The advice that Shetterly told the student panelists was passed on to Shetterly from Katherine Johnson, one of the mathematicians featured in her book, during interviews, Shetterly said. And Johnson said her own father often repeated the phrase to Johnson while she was growing up.

The three student panelists were Whitney M. Young Leadership Academy senior Darell Cannon, Facing History New Tech High School senior Natalie Parsons and Bard High School Early College Cleveland West Campus’s Kymari Williams. All three presented the author with thoughtful questions about her writing process, the characters and guidance for teenagers in the inner city.

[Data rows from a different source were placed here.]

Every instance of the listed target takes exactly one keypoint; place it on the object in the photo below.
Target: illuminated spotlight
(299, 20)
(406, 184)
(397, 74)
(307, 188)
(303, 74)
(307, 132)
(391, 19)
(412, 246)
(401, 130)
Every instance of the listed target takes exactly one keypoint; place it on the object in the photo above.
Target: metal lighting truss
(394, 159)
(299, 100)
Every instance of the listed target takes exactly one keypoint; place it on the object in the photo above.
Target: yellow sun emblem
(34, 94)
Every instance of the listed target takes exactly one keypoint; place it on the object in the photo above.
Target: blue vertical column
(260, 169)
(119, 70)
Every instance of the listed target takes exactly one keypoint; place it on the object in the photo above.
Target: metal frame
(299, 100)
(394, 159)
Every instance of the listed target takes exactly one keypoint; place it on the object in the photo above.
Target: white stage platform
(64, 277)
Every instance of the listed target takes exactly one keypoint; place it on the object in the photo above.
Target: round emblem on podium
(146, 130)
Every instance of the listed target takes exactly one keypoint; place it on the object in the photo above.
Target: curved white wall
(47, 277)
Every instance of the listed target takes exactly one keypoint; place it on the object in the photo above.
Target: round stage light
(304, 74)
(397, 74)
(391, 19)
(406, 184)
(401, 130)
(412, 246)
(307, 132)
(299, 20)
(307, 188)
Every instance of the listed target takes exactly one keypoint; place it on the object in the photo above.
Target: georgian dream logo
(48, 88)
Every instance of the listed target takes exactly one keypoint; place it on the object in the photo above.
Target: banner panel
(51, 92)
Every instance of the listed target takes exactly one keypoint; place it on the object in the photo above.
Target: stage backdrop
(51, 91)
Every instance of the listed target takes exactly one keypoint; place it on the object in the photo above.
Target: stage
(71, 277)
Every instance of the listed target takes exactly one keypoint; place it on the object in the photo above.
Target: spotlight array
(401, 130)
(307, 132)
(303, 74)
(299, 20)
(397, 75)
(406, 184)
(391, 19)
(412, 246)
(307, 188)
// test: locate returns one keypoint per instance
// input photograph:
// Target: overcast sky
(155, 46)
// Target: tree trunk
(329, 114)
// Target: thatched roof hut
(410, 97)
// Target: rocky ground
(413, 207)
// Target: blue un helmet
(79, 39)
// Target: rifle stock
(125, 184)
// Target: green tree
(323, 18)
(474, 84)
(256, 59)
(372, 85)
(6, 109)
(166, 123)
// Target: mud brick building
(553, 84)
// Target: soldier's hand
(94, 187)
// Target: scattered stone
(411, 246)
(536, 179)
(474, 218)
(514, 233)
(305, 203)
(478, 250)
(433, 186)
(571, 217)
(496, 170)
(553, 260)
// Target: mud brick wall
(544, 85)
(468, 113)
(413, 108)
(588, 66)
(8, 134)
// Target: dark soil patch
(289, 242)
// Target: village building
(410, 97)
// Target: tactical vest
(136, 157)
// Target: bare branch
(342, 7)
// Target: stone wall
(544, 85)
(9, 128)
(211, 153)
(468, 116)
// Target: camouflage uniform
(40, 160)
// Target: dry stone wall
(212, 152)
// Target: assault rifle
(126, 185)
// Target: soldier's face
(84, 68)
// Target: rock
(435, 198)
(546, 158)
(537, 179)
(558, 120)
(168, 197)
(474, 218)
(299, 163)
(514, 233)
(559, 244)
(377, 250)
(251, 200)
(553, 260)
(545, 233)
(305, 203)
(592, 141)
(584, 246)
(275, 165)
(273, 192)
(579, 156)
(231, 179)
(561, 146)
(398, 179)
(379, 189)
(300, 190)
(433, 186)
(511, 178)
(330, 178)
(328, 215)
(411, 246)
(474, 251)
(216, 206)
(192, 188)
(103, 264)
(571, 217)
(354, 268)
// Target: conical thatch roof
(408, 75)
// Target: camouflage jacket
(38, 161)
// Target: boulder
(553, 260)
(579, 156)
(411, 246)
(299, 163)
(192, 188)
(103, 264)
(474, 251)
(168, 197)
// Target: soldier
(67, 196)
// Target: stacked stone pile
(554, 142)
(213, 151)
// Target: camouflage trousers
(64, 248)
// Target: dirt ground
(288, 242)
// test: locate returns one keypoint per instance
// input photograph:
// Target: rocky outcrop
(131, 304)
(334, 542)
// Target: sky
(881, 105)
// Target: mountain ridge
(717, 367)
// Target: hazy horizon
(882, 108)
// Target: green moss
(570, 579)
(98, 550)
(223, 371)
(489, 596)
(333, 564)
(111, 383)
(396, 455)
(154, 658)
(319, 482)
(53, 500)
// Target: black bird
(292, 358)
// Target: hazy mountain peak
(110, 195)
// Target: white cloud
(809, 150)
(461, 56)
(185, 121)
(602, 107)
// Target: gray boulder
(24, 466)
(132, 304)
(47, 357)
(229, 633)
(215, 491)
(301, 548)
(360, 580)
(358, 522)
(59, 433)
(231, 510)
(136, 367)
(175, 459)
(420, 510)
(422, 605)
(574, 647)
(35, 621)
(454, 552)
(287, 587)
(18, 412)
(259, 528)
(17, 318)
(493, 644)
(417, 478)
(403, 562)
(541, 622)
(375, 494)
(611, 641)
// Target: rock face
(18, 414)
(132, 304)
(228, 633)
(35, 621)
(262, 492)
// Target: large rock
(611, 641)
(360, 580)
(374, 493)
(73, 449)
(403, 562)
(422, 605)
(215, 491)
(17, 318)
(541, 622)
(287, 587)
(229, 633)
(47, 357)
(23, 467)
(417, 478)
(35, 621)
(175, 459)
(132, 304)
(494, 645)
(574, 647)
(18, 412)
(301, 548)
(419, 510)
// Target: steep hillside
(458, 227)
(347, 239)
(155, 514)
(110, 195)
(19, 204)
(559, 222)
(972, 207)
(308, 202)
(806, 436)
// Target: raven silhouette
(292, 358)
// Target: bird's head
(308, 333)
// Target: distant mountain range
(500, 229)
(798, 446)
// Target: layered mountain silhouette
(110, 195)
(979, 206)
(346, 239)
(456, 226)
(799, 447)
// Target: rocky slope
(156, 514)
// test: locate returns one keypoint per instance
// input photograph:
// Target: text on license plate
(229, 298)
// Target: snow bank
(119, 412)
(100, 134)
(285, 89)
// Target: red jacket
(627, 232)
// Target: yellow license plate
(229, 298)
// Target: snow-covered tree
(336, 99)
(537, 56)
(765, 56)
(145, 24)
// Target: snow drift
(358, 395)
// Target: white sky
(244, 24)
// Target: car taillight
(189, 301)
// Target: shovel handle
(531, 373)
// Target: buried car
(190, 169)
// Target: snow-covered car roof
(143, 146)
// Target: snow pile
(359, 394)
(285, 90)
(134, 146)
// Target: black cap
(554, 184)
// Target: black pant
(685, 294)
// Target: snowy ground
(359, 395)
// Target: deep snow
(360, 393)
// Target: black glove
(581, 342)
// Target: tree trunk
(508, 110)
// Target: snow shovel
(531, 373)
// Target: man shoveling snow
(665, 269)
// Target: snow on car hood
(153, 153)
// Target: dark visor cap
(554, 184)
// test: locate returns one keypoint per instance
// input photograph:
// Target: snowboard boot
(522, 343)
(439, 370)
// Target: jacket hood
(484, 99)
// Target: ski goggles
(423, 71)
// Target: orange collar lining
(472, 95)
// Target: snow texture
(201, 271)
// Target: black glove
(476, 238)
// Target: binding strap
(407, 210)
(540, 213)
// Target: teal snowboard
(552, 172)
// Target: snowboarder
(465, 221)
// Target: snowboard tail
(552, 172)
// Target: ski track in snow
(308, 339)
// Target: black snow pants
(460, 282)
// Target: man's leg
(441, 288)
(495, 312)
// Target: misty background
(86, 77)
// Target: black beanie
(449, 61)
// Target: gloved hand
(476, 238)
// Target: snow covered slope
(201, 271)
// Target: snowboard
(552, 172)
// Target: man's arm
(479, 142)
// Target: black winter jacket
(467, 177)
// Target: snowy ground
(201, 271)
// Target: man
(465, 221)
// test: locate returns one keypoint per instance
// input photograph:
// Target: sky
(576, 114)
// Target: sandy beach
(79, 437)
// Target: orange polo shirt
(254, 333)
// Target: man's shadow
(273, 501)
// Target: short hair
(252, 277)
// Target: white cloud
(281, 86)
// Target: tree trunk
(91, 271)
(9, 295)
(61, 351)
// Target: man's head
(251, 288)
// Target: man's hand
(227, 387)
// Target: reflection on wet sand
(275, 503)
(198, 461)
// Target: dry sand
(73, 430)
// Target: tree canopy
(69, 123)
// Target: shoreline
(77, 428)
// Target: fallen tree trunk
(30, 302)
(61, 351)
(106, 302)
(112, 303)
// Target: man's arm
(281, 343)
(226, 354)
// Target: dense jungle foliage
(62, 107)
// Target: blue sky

Sitting onstage under bright lights, Natalie told Shetterly about the impact that “Hidden Figures” had on her.

“This book really inspired me,” she said. “I enjoyed it when we read it in class, and it encouraged me to look up scientists that have been forgotten in our past.”

Natalie went on to ask Shetterly why she chose to write about Johnson, Dorothy Vaughan, Mary Jackson and the other women featured in “Hidden Figures.” Shetterly explained that she grew up around some of the women mathematicians because her father worked at the NASA Langley Research Center in Hampton, Va.

“I consider myself a real product of the pioneering work that those women did,” Shetterly said.

When it was her turn, Kymari took a personal approach, asking Shetterly why she felt it was important to provide black girls and women with alternative, positive images of themselves.

“What I really wanted for these women, who had these incredible lives, who were full people, who had these interesting personal lives and very dynamic professional lives and lives that intersected with a lot of these great moments of history -- what I really wanted was to give them a star turn,” Shetterly said.

After time for the panel ran out, the event closed out with a special presentation from a CMSD alumna. Zephaniah Galloway, who graduated from Cleveland Early College High School this past year and is a freshman at Howard University, read an essay that helped her win a $40,000 college scholarship from the Maltz Museum of Jewish Heritage.

Kymari was all smiles after the panel. As a fan of “Hidden Figures” who admits she cried after she watched the film adaptation, Kymari was thrilled and a bit starstruck.

“I want to meet her again,” she said. “I have so many more questions I wish I could ask her.”

She was also in awe of Zephaniah, whose essay about growing up feeling conflicted over what it means to be an African-American girl amidst a barrage of stereotypes, racism and expectations was relatable to Kymari. 

“That really hit me, because I’ve dealt with some of those same feelings,” she said.

In preparation for the event, Pamela Donaldson, from the Cleveland office of Facing History and Ourselves, helped to recruit the schools and prepared curriculum guides. She said the conversation between the student panelists and Shetterly was moving, but also seemed to help students in the audience see history through a new lens. 

"I feel that the students really understand the importance of recognizing people who tend to be unsung in our history," Donaldson said. "I just loved Margot, her presence on the stage and the way she connected with the students on the stage, the audience and our city."